The business of producing Bukas Palad's 13th album



It was supposed to be a matter of business.

Monday morning. I stepped into our conference room to meet with executives who were interested to secure our company's marketing services. As expected, everyone around the table offered his or her business card, and I was not prepared to break the custom. But neither was I prepared for what I was about to hear from the lady in the corporate suit after she had read the name off the white piece of board I had handed her.

"You are the composer, right?" she managed to ask as we firmly shook hands.

Noting the puzzled look on her colleague's faces, she reminded them of how they jokingly called attention to the holy hymns she would play in her cubicle, and how they would ask her if they had just entered some chapel or if she had become a minister overnight.

"Well that's his music," she quipped while pointing an accusing finger at me. "And I've been playing it since Ash Wednesday."

Not wanting to be blamed for anything, I could only give off a nervous laugh, move quickly into the day's agenda, and draw their attention to the powerpoint slide flashing on the conference room wall. Business as usual.
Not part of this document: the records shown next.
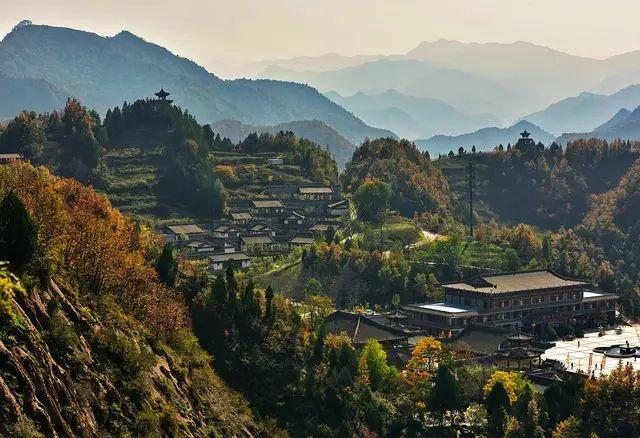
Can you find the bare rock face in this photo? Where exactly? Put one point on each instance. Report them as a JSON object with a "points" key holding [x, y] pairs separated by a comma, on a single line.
{"points": [[67, 372]]}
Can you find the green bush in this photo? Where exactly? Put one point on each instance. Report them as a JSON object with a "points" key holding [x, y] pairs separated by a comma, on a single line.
{"points": [[61, 338]]}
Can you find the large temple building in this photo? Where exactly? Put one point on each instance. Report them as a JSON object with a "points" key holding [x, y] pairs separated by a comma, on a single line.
{"points": [[524, 299]]}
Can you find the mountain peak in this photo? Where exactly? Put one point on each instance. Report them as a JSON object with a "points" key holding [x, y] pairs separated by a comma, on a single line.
{"points": [[21, 24]]}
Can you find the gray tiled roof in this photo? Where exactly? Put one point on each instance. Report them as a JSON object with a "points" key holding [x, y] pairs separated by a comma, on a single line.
{"points": [[514, 282]]}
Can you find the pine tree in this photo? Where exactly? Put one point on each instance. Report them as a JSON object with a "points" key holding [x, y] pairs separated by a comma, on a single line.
{"points": [[447, 395], [498, 406], [232, 288], [269, 310], [167, 266], [18, 232]]}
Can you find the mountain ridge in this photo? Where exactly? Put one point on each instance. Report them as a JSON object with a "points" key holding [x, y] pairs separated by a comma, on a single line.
{"points": [[483, 139], [104, 71]]}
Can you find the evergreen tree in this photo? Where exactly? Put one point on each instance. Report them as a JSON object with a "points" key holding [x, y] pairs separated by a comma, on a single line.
{"points": [[232, 288], [546, 249], [18, 232], [497, 403], [447, 395], [167, 265], [269, 306], [219, 291]]}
It's been two days since that Monday morning, and in between I've made it my personal business to revisit the songs that my prospective client has been internalizing since February 21st. So yesterday and today, in the privacy of my car, I've been filling my ears with songs in Bukas Palad's last two albums, Let Your Praises Be Heard and God of Silence.

I no longer remember the last time that I listened to these CDs, but hearing them again was like taking 20 steps back from an engulfing mural, seeing the big picture for the first time, and being awestruck. I do not even know what it was--the melody, lyrics, instrumentation, voices, or performances--that hit me. But hit me hard it did, and move me in ways quite profound. Perhaps it was the pairing of certain elements in a song. Or the sheer artistry of combined sound. Or the spirit behind each decibel heard. No one knows for sure; not even I, who have been producing Bukas Palad's music for the last 2 decades.

And here I am, at it again.

Bukas Palad is currently producing its 13th album since we formed in 1986, and anyone involved in such productions will tell you how debilitating the work can be. It is so easy to be overwhelmed by the tasks at hand--the songwriting, vocal arranging, minus one making, actual recording, cover designing, and other processes in churning out just one CD. It is so easy to be critical of the quality of each note sung, the loudness of an instrument played, the thickness of the reverb used, the photographic style employed, the color scheme of the liner notes chosen. It is so easy to lose oneself in attempting to produce the perfect album. Yet easier still and far more rewarding to find oneself when listening to the final product--while driving one's car through an empty street during Holy Week. It's like taking 20 steps back and seeing the big picture for the first time.

We are set to launch our double-disc album of 20 songs representing 20 years of Bukas Palad by mid-June. Frankly, I'm not sure we will meet the deadline comfortably, nor am I praying that we do. What I do pray for instead (and hope that my friends join me here) is that as we work feverishly on this project, we do so with the same talent and passion that God has gifted Bukas Palad with. That when the songs are finally ready for your ears (whenever that may be), you shall find God there. And maybe, if you do find God in the music, you will get to tell me all about it.